Food. The four letter F word that does not merely nourish. Food is known to serve a number of purposes, and festivals remind us of the same. That Food and Diwali go hand in hand is a no brainer. Whether it is Diwali, Holi, Dussehra, Christmas, Eid or any other festival in India – food is always the talking point. It is pretty much the centerpiece of all these festivals. My journey with Food and Diwali has been one filled with warmth and many life altering memories. It is a story filled with the richness of a childhood well spent, of a full house, of much joy and laughter.
A month before Diwali, the preparations start. Food and Diwali comes later – the home comes first. The home gets a thorough and deep clean session where no corner is left untouched. I have vivid memories of the smell of fresh soap being diluted in water. This concoction would be applied to all surfaces including furniture, doors, windows and counters. I am still amazed at the sheer versatility and power of a single bag of detergent. Dustpans would fill up and laundry would pile up. All forms of physical exercise would be attained starting from dusting, beating carpets, swatting, swabbing, scrubbing, delicately picking out particles and lint, fluffing, and dashing around at the last minute!
But none of this can match the intense exercise that would be taking place in and around the kitchen. I have strong memories that still reach out to each of my five senses as ingredients would be procured and combined before we, the children, would be asked to step in and take the taste test. Until then, we would be banished from the kitchen. Little did we know how important this litmus test was for the cotiere of ladies gathered around the burning fire for hours. Food and Diwali for us was merely a time for goodies and trips to the kitchen!
Another thing that Food and Diwali means to me is comfort.
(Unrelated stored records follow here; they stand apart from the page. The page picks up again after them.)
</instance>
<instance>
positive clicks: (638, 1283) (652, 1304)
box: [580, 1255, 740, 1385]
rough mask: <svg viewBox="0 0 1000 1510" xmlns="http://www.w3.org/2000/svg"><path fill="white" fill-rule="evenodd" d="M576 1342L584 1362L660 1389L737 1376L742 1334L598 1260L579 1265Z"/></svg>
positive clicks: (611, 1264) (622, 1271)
And this is like a chicken and egg theory. I am not sure what came first – the Food and Diwali story, or the comfort that I derive from it. The smells and scents wafting from the kitchen side of the home would tell me that the festive season is here to stay, and in turn, the festive season and its food continues to remind me of those smells and the entire process of preparing for Diwali.
And then there are the different kinds of tastes and smells. Sweets would emanate that particular smell of ghee heated to just the right temperature – each variation producing a different smell. And the filling would emanate a different smell of its own. The coconut filled goodies would have a whole other richness when it comes to fragrance. Food and Diwali cannot be complete without talk of sweets and the Halwai – a permanent fixture in many homes. This pot bellied guy would come around like clockwork during the Diwali month, his homes and patrons earmarked. One would not be able to associate any form of delicate handling from him, but this big guy always had the strongest pincer grip when it came to softly rolling, squeezing, holding, laying, placing and frying things – almost coaxing his ingredients into deliciousness. I learnt that he went on to establish a Mithai shop which now has many branches – a franchise being handled by his next generation. What a twist and evolution of the Food and Diwalu story! I still miss his presence in the backyard, his large pots and pans clanging as he would create the yummiest of treats – sweet and salty both. But of course, with the new generation and the sprouting of many Mithai shops, Food and Diwali has also become a rather commercial concept. And with “eating right“, we have shunned too many trips to even these shops – dry fruits and fruit baskets taking their place instead. With the odd gourmet dark chocolate thrown in!
And finally, Food and Diwali for me is all about the ladies swapping recipes and supporting each other through the arduous task of creating a tablescape unlike any other. The ladies around the family and the neighbourhood would choose their favourites to pass these recipes on to, often whispering the exact how to’s for a certain dish. And at the end of the preparation month, the family would sit down, inviting guests and making much noise over who gets the hottest fare! Gift giving would not be complete without sampling each other’s choicest recipes and dishes. Kachoris, chaat, sweets, and other dishes continue to spring to mind when I think about those gift giving visits and the Diwali table at home. Ah – Food and Diwali, what would I do without your story in my life?
But Food and Diwali now is a completely different story. The family breakfast on Diwali morning has been replaced with a brunch and a series of parties, while gifts are bought from online stores that tom tom about the latest discounts. The festival has been turned into a commercial event where one gets an impersonal experience which has little to do with the home, hearth, family and other such things. And as if that was not enough, we have replaced home cooked goodness with store bought synthetic-ness. And that is now the story of Food and Diwali – not one I would ideally choose for my little one!